From this blog, Jan. 7, 2011: Playoffs and rocking chairs
Some lady working on the assembly line at the Acme Rocking Chair Co. hasn’t seen a raise in eight years and her boss keeps telling her that she’s got to increase the product-units-per-hour beyond all reasonable expectation of quality. Every incentive, every instruction Acme Rocking Chair is giving her demands that she lower her standards for quality and accept that it is now her job to crank out crappy chairs.But somehow she has got it in her head that she doesn’t really work for the Acme Rocking Chair Co. The way she thinks of it, she works for the person who will one day sit in that chair she’s making. And unlike the Acme Rocking Chair Co., that person has never treated her badly. It strikes her as wrong somehow — morally wrong — to provide a crappy chair for that person.

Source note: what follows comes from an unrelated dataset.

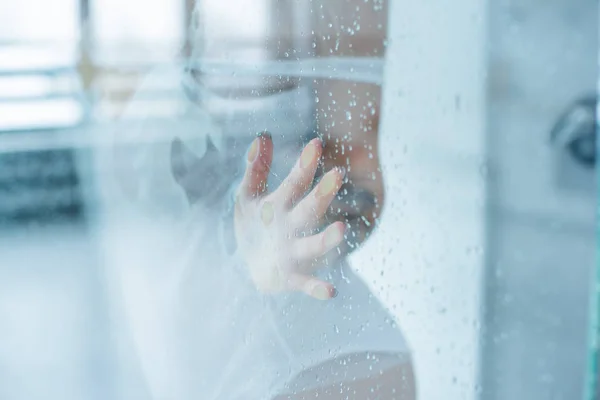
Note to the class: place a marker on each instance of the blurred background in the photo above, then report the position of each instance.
(68, 67)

So she works twice as hard for the same pay and bites her lip. And whenever she gets another memo from Mr. Acme informing her that product-units-per-hour must yet again be increased, she thinks, “Screw you — I’m going to keep making good chairs, the best chairs I can, no matter what you tell me, you dim-witted, overpaid moron.” And exactly that — her perverse, rebellious commitment to doing good work as a way of doing justice for the customer and simultaneously flipping off the bosses — that’s pretty much all that’s keeping corporate America afloat.